First, we define a function above to compute the cost function of collaborative filtering algorithm. Then we also define a function to compute gradient descent optimization to learn the best value for both $\theta$ and $X$ parameters.

In [112]:
def computeGradientDescentCollaborationFiltering(x, y, theta, alpha, iterations, lambdaReg, R):
    
    JHistory = np.zeros((iterations,1))
    
    for i in range (iterations):
        
        JHistory[i], xGrad, thetaGrad = computeCostFunctionCollaborationFiltering(x, y, theta, lambdaReg, R)

        x = x - (alpha*xGrad)
        theta = theta - (alpha*thetaGrad)
        
    return JHistory, x, theta

Then, we call the function computeGradientDescentCollaborationFiltering to run the collaborative filtering algorithm.

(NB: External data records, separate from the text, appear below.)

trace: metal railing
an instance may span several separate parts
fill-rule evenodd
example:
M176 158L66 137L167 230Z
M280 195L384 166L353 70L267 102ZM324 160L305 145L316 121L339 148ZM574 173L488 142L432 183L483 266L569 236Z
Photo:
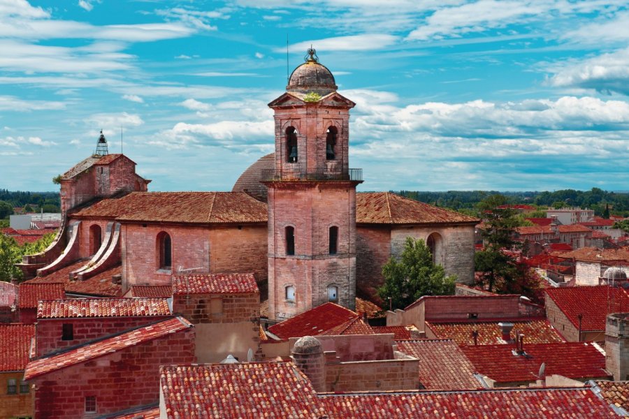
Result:
M282 172L275 169L263 169L260 172L262 182L273 180L353 180L363 181L363 169L348 169L343 171L331 171L327 168L317 168L314 170L286 170Z

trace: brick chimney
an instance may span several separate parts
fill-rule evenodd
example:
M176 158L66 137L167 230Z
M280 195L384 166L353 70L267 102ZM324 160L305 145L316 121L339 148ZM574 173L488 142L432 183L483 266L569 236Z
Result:
M312 336L300 337L291 351L295 365L308 376L317 392L326 390L326 358L321 342Z
M498 326L500 326L500 331L503 332L503 340L507 344L512 343L513 339L511 339L511 330L513 329L513 323L507 321L501 321L498 323Z
M629 380L629 313L614 313L605 322L605 369L614 381Z

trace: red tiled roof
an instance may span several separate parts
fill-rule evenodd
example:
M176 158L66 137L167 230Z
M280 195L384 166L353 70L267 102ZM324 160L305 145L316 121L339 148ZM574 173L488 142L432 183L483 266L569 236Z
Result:
M359 315L349 309L333 302L326 302L275 324L268 328L268 331L280 339L316 336L357 317Z
M170 285L132 285L131 297L143 298L168 298L173 296Z
M367 314L368 318L384 317L381 311L382 309L367 300L356 297L356 312L359 314Z
M266 204L244 192L133 192L72 215L126 221L198 224L266 223Z
M24 380L31 380L62 368L82 364L100 356L139 345L191 327L193 327L192 325L183 317L175 317L147 326L138 328L113 337L31 361L27 365L24 378Z
M396 342L397 350L419 360L419 382L428 390L467 390L482 387L474 367L451 340Z
M579 315L583 315L583 331L605 330L608 314L629 311L629 295L620 288L568 286L544 291L575 328L579 328Z
M173 293L249 294L259 293L253 274L173 275Z
M356 222L366 224L477 224L479 219L391 192L356 194Z
M122 272L121 265L115 266L100 274L94 275L92 278L85 281L71 281L70 272L79 269L88 263L88 262L80 260L75 262L69 266L46 275L29 279L24 284L42 284L50 282L63 282L66 292L71 294L81 294L84 295L94 295L99 297L121 297L122 295L122 286L112 282L112 277L120 274ZM62 298L62 297L61 298Z
M66 293L61 282L52 284L29 284L22 282L17 291L17 307L20 309L36 309L42 300L64 298Z
M372 326L374 333L393 333L396 340L410 340L417 339L411 336L411 330L409 328L414 328L414 326ZM417 329L415 329L417 330ZM418 331L419 332L419 331Z
M629 411L629 381L596 381L607 403Z
M545 375L557 374L569 378L607 377L605 357L591 344L565 342L527 344L526 355L514 355L515 345L461 346L475 371L498 383L534 381L542 364Z
M331 419L618 417L589 388L528 388L319 396Z
M550 226L553 222L553 219L547 218L528 218L526 219L535 226Z
M558 255L564 259L574 259L586 262L629 262L629 247L621 249L598 249L581 247L570 252Z
M34 337L35 325L0 324L0 372L26 367Z
M514 325L511 331L512 339L515 339L516 333L524 335L526 342L531 344L548 344L563 342L563 339L545 319L508 321ZM428 328L435 336L440 339L451 339L459 345L473 345L472 332L478 332L477 342L479 345L493 345L506 344L503 340L500 321L462 321L458 322L426 321Z
M161 367L169 418L325 418L310 381L292 362Z
M37 318L170 316L166 298L76 298L42 301Z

As a return, we get the optimized cost function, as well as the optimized value for both $\theta$ and $X$ parameters.

In [113]:
# Perform optimization process for collaboration filtering algorithm
J, finX, finTheta = computeGradientDescentCollaborationFiltering \
(X, Y, Theta, alpha, numIterations, lambdaReg, R)

Then, we can fetch what movies does the algorithm recommend by multiplying parameter $\theta$ with $X$. Then, sort the result in descending order.

In [114]:
# Fetch my movie recommendation.
moviePredictions = np.matmul(finX,finTheta.transpose())
recommendationForMe = moviePredictions[:,0]

indices = np.argsort(recommendationForMe)[::-1]

Then, we can see what movies the algorithm recommended us. As in the beginning I implied that I like romance, drama, comedy movies considering the rating that I gave, hopefully the algorithm will recommend me movies with the similar genre. 

In [115]:
# Print my movie recommendation.
for i in range (10):
    
    idx = indices[i]
    
    if i == 0:
        print('Top movie recommendations for you:')
    print('No',[i+1],':',movieList[idx])

Top movie recommendations for you:
No [1] : Harlem (1993)
No [2] : Lady of Burlesque (1943)
No [3] : Stonewall (1995)
No [4] : Mixed Nuts (1994)
No [5] : Clean Slate (1994)
No [6] : Country Life (1994)
No [7] : Whole Wide World, The (1996)
No [8] : Drunks (1995)
No [9] : I'm Not Rappaport (1996)
No [10] : Man in the Iron Mask, The (1998)


And there we have it. However, the output can be different for each run since we initialize the $\theta$ and $X$ parameters randomly. Moreover, it is necessary to fine tune the number of iterations, regularization parameter $\lambda$, and the learning rate. Make sure that the number of iteration is enough for the algorithm to converge to give more accurate solutions. In addition, the more we rated the movie, the less the data sparsity will be and the better the algorithm can learn.